OPINION: We have recently witnessed Brazil being hit by mass protests not seen since the days of the military dictatorship, but apart from the Socceroos going to the 2014 World Cup and the Rio Olympics in 2016, does Brazil really matter to Australia?
Well, just like 10 years ago, if a country didn’t have a China strategy, it didn’t have an international strategy. The same has been said about having a “BRIC” (Brazil, Russia, India and China) strategy.
With Australia and Brazil historically not in each other’s sphere of influence, our country has typically ignored Brazil. But the times they are a-changin' as Australian companies look seriously at a number of Brazil’s industries.
First, at rocks and crops. Australian resources and agribusiness players are forging ahead in Brazil, where both countries have a comparative advantage. BHP Billiton and Rio Tinto are there (just like Vale is in Australia), and Australia’s CSIRO benchmarks itself against Brazil’s respected Embrapa in agricultural research.

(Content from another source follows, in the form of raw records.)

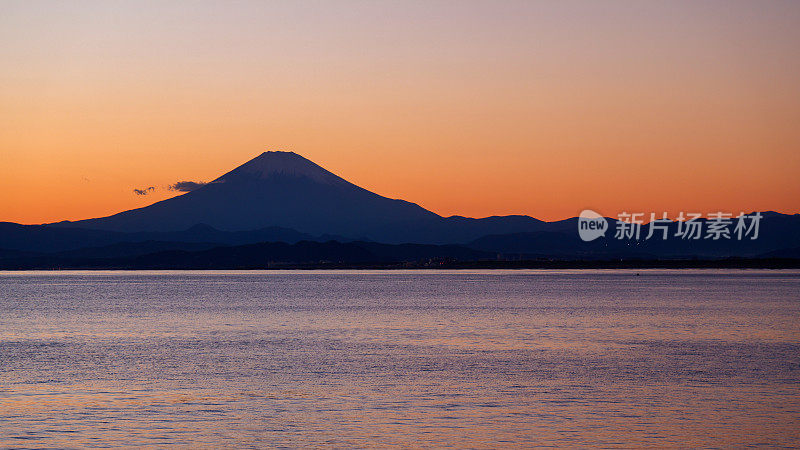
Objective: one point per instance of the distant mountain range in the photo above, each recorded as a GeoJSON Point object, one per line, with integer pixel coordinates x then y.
{"type": "Point", "coordinates": [280, 208]}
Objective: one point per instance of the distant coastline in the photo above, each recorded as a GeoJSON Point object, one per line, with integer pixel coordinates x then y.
{"type": "Point", "coordinates": [726, 263]}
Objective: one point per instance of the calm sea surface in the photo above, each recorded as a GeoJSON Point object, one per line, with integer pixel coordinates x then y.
{"type": "Point", "coordinates": [423, 358]}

Second, at alternative energy. Pacific Hydro has made headway with wind and solar power after some success in Chile. Their CEO Rob Grant says, “Australia and Brazil share several similarities, including geographical conditions and water supply, and the development of clean energy will be needed as Brazil’s middle class increases along with their expectations of having access to resources, food and water.”
Third, at the service, retail and education sectors. Westfield has made a strong investment in Brazil, and there are over 16,000 Brazilian students in Australia, with strengthening ties in architecture, urban planning, creative industries, sports, recreation and culture.

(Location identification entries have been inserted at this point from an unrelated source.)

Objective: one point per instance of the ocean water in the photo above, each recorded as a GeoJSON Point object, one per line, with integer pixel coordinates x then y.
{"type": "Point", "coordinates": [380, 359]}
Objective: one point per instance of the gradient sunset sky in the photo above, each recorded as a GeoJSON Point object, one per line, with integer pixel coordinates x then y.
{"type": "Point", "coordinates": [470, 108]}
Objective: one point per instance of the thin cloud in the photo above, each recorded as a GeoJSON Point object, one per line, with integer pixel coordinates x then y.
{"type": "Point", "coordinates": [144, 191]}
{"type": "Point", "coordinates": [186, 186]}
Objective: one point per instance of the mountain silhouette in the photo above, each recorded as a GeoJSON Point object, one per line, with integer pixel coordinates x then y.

And finally, as the 2014 FIFA World Cup and the 2016 Rio Olympic Games approach, Australia has put its event-management skills into action. We are helping Brazil learn from the successful 2000 Sydney Olympics and other global events managed by Australians at home and abroad.
This is being spearheaded by the Australian Government through the Australian Trade Commission (Austrade) and its highly respected Business Club Australia programme. With the global spotlight on Brazil over the 2014-2016 period, the Australian government sees it as a vital time to show exporters and investors the opportunities at hand in the vast Brazilian market.

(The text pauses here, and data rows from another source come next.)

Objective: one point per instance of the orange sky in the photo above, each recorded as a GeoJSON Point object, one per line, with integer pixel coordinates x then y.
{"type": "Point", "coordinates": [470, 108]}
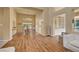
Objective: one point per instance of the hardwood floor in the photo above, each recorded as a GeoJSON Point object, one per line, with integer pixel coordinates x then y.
{"type": "Point", "coordinates": [34, 43]}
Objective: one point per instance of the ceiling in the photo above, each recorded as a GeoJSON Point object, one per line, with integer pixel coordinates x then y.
{"type": "Point", "coordinates": [28, 10]}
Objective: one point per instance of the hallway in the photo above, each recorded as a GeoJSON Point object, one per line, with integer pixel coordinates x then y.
{"type": "Point", "coordinates": [34, 42]}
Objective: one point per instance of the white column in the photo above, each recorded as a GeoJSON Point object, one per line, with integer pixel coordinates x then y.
{"type": "Point", "coordinates": [68, 20]}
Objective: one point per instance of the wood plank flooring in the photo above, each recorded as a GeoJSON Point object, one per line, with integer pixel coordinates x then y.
{"type": "Point", "coordinates": [34, 43]}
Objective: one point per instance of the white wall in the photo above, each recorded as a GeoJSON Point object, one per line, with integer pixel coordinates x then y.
{"type": "Point", "coordinates": [12, 22]}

But we are not alone. Australia has only just realised that Brazil is already a major global economy. And as an agricultural, mining and aviation exporter, it is also a food, aerospace, resources and energy superpower, with Petrobras, Vale, Embaer, JBS Beef and Ambev some of the world’s most influential multinationals and investors.
We are not getting first-mover advantage either. Brazil has been attracting attention from many of the world’s most important international business diplomatic delegations from the US, Canada, Germany, Japan, China and increasingly the emerging powers of Asia, the Middle East and Africa too.
But Australian businesses have also found frustrations in Brazil in terms of bureaucracy, tax laws and infrastructure; they notice the social issues, too. And while Brazil has reduced inequality under presidents Luiz Inacio Lula da Silva and Dilma Rousseff, there is still a long way to go – as the protests highlight.
However, as the world’s sixth-largest economy and with the spotlight on it from 2014 to 2016, Brazil is now just too big to ignore.
Tim Harcourt is the JW Neville Fellow in Economics at the Australian School of Business, UNSW.